By sounding, people were able to get an idea of what the ocean floor looked like. For example, they would know that the ocean floor was sloping down in part of the ocean. These measurements were recorded on a chart as the ship moved in the ocean.
The ocean floor is divided into three main parts. The continental shelf is the gently-sloping, underwater area which is really an extension of a continent. Continental shelves usually end at depths of 600 feet or less. At this point the ocean floor drops sharply. The bottom may drop 1-2 miles (3-4 km) or as much as 4-5 miles (6-8 km).This is known as the continental slope. The slope ends at the bottom of the ocean, in the part of the floor called the basin.
Gigantic mountain ridges are in the ocean basins. These ridges, when put together, can make up mountain ranges up to 40,000 miles long.
Volcanoes also rise from the ocean floor. Some break the surface of the ocean and form islands. For example, the Hawaiian Islands are the peaks of volcanic cones.
The deepest parts of the ocean, trenches, are cracks in the ocean basin. Seven Grand Canyons could be piled up on the top of each other in many of the trenches without reaching the surface of the water.

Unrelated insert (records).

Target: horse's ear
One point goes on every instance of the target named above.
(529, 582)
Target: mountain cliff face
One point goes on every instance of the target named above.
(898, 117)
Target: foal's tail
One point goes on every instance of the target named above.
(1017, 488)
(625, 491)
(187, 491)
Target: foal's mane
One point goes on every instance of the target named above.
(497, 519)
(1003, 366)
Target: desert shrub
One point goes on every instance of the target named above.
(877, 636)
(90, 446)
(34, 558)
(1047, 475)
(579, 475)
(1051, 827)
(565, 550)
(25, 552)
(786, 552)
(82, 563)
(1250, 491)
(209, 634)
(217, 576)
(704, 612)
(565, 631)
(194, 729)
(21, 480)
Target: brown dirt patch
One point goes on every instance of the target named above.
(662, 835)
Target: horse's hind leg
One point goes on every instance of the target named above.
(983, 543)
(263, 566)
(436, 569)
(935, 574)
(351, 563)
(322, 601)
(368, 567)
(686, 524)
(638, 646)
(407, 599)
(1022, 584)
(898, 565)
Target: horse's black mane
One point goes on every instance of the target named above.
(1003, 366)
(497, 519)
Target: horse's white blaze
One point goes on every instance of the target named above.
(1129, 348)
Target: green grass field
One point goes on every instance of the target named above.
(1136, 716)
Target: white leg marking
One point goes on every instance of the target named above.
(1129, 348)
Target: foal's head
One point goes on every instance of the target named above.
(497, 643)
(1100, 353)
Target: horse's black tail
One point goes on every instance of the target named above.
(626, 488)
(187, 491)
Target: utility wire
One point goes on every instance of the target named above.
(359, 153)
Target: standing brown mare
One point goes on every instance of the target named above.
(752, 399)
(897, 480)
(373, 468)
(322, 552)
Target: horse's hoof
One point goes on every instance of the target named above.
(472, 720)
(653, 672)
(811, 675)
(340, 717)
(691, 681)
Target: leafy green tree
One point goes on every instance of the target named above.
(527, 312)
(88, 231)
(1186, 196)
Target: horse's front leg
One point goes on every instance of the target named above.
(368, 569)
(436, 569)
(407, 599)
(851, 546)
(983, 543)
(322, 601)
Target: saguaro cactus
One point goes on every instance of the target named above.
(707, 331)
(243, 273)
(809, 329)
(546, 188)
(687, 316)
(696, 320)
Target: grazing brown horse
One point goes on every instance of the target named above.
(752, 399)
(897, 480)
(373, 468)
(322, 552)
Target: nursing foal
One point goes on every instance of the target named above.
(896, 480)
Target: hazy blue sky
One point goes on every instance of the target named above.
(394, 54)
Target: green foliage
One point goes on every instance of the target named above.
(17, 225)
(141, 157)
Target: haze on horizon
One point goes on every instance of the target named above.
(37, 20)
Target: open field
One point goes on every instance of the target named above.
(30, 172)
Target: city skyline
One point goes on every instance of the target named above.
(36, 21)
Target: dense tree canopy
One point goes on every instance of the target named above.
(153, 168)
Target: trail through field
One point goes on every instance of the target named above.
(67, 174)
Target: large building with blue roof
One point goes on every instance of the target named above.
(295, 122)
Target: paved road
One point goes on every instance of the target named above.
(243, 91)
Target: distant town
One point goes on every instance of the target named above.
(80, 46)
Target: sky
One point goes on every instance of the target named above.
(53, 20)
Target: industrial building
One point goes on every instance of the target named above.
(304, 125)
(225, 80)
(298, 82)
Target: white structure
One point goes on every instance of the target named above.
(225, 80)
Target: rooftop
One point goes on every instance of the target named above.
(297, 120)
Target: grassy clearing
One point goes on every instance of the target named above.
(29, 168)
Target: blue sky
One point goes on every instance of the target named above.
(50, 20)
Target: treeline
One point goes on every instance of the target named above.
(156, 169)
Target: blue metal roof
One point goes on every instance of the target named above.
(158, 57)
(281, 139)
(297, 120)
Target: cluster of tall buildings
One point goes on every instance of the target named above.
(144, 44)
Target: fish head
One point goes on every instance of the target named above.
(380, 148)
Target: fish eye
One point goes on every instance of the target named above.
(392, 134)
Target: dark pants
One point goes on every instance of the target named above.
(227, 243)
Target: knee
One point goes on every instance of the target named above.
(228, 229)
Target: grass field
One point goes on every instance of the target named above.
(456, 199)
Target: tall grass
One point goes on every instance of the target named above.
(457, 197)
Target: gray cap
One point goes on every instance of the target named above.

Many people think of the ocean as huge holes filled in with water. But the floor of the ocean is probably the true surface of the earth and the continents like islands extending above the ocean. The ocean bottom is made up largely of a rock called basalt. The continents lie on a base of granite, that is lighter then basalt. Scientists think of the continents as if they float on the heavier basalt rocks.
As the land is worn away and deposited in the ocean, there is a gradual change in weight balance. The continents become lighter while the ocean floor is weighed down. Land area rises and the ocean basin settles. A balance is maintained.
The drawing on the following page is for teachers reference only. Scientists have not ‘sliced’ through the earth, and drawings of this type, while used visually to explain the ocean floor, are conceptual rather than actual.
What is in the sediment on the ocean floor?
The ocean floor is mostly made up of soil and rocks washed into the ocean by rivers, streams, winds, and waves; ash and lava from volcanoes; and the remains of marine organisms. The ocean currents, wind, and ice transport these materials.
Most of the ocean’s sediments (such as sand, mud, and clay) come from the land, leaving the thickest deposits in the waters near land. These are generally coarse while those in the deep ocean are generally finer.
The deep ocean floor has relatively little sediment of land origin. The water circulation enriches certain top layers so that biological production is unusually high. Micro-organisms live and die in great numbers, and their remains fall to the ocean floor to form carpets of sediment.This sediment usually found in very deep water is called ooze. All these remains are usually the size of mud and sand. The ecology of these sediments can reveal the earth’s recent history.
Volcanoes also may form deposits on the ocean floor. For example, if the volcano forms an island, volcanic rock may be broken down by waves into particles of boulder, gravel, sand, mud sand, or mud (the ash from the volcano may settle on the ocean bottom as mud).
How salty is the ocean?
The amount of salt in the world’s oceans vary between 33 to 37 parts per thousand. The Atlantic Ocean is the saltiest, with the Pacific Ocean the next saltiest, and the Arctic and Antarctic the least salty. The most salty water is found in waters where there is a minimum of rainfall or river runoff, and high evaporation. Water is the least salty where large quantities of freshwater are supplied by melting ice, rivers, or excessive rainfall.
The sea is slowly but constantly increasing its salt content. Scientists believe that life began in the oceans with, perhaps, the earliest living things, noncellular creatures, surrounded by ocean water. They received their food and oxygen directly from the ocean .
(figure available in print form)
As time passed, plants and animals became more complex and developed an internal fluid which was very similar to seawater. Scientists believe this fluid had remained almost the same during the years, 1% salt. The ocean is more than three times as salty. Using these facts led to the conclusion that the salt content in the ocean is increasing.